Pivetta has made eight starts this season and the Red Sox have won seven of them. The lone exception was an outing against the Seattle Mariners that he departed with the game tied only for the bullpen to blow it. Including the pair of wins from last season, the Red Sox are 9-1 in games started by Pivetta.

This is only the second time in franchise history that the Red Sox have won at least nine of a pitcher’s first 10 starts with the team. Boston won the first nine games started by John Burkett in 2002 with the veteran going 7-0 before suffering his first loss in his 10th start with the team.

Pivetta has been the best starter in a Red Sox rotation has has exceeded expectations and it’s not only the win-loss record that has earned him that recognition. His 3.16 ERA is the best among Red Sox starters.

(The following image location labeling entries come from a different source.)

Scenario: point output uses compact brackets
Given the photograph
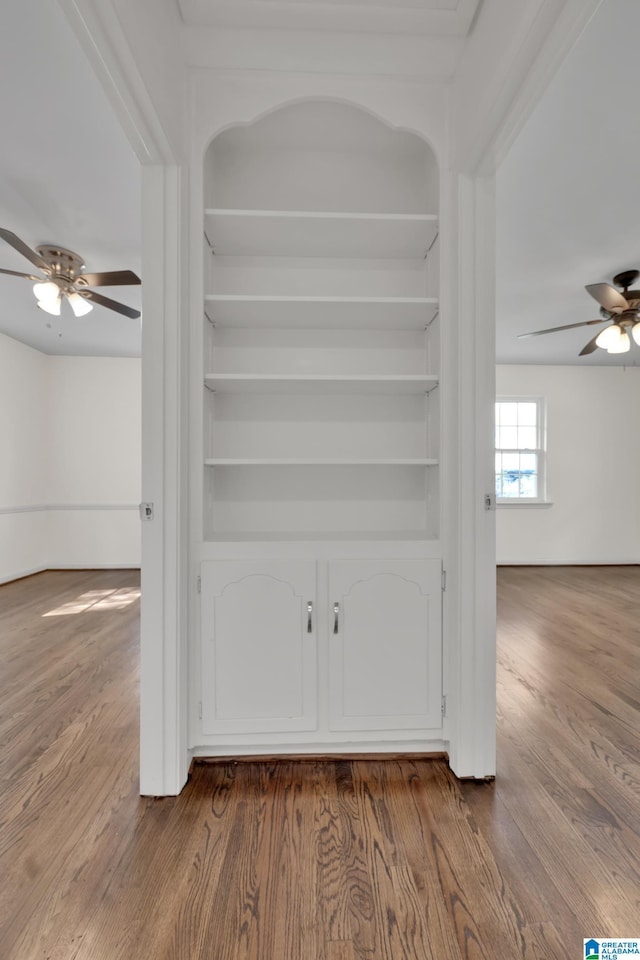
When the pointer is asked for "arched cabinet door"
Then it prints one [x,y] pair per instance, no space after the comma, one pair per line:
[385,645]
[259,646]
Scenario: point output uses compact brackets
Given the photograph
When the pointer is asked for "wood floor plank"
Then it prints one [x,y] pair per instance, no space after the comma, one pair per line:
[347,859]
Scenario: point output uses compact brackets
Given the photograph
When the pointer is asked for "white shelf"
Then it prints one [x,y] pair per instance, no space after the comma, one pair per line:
[319,462]
[295,383]
[304,233]
[369,313]
[229,536]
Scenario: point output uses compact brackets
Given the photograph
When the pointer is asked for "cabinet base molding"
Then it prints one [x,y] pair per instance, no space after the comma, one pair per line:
[315,757]
[434,750]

While his generosity with issuing walks is a bit concerning, Pivetta mitigates the damage by preventing teams from getting the big hits to make him pay for those lapses in control. Even with the high walk rate, Pivetta’s respectable 1.17 WHIP sits just outside the top-20 among AL starting pitchers and trails only Nathan Eovaldi in the Red Sox rotation.

The trade with the Phillies is well on its way to becoming one of the best in recent memory for the Red Sox. In addition to Pivetta, Boston also acquired Connor Seabold, the No. 14 prospect in the Red Sox farm system. That’s one cost-controlled young starter currently playing a pivotal role in the major league rotation plus an enticing prospect who should be a factor on this staff in the future in exchange for relievers Brandon Workman and Heath Hembree, neither of whom are still with the Phillies. Workman has since returned to the Red Sox organization on a minor league deal, which only enhances how lopsided the trade appears in retrospect.

Boston’s patchwork rotation was a significant reason why they finished with the fourth-worst record in baseball last season. Pivetta offered a glimmer of hope at the end of the season but by that point it was too late. His success has carried over to this year and now he’s a significant reason why the Red Sox are in first place.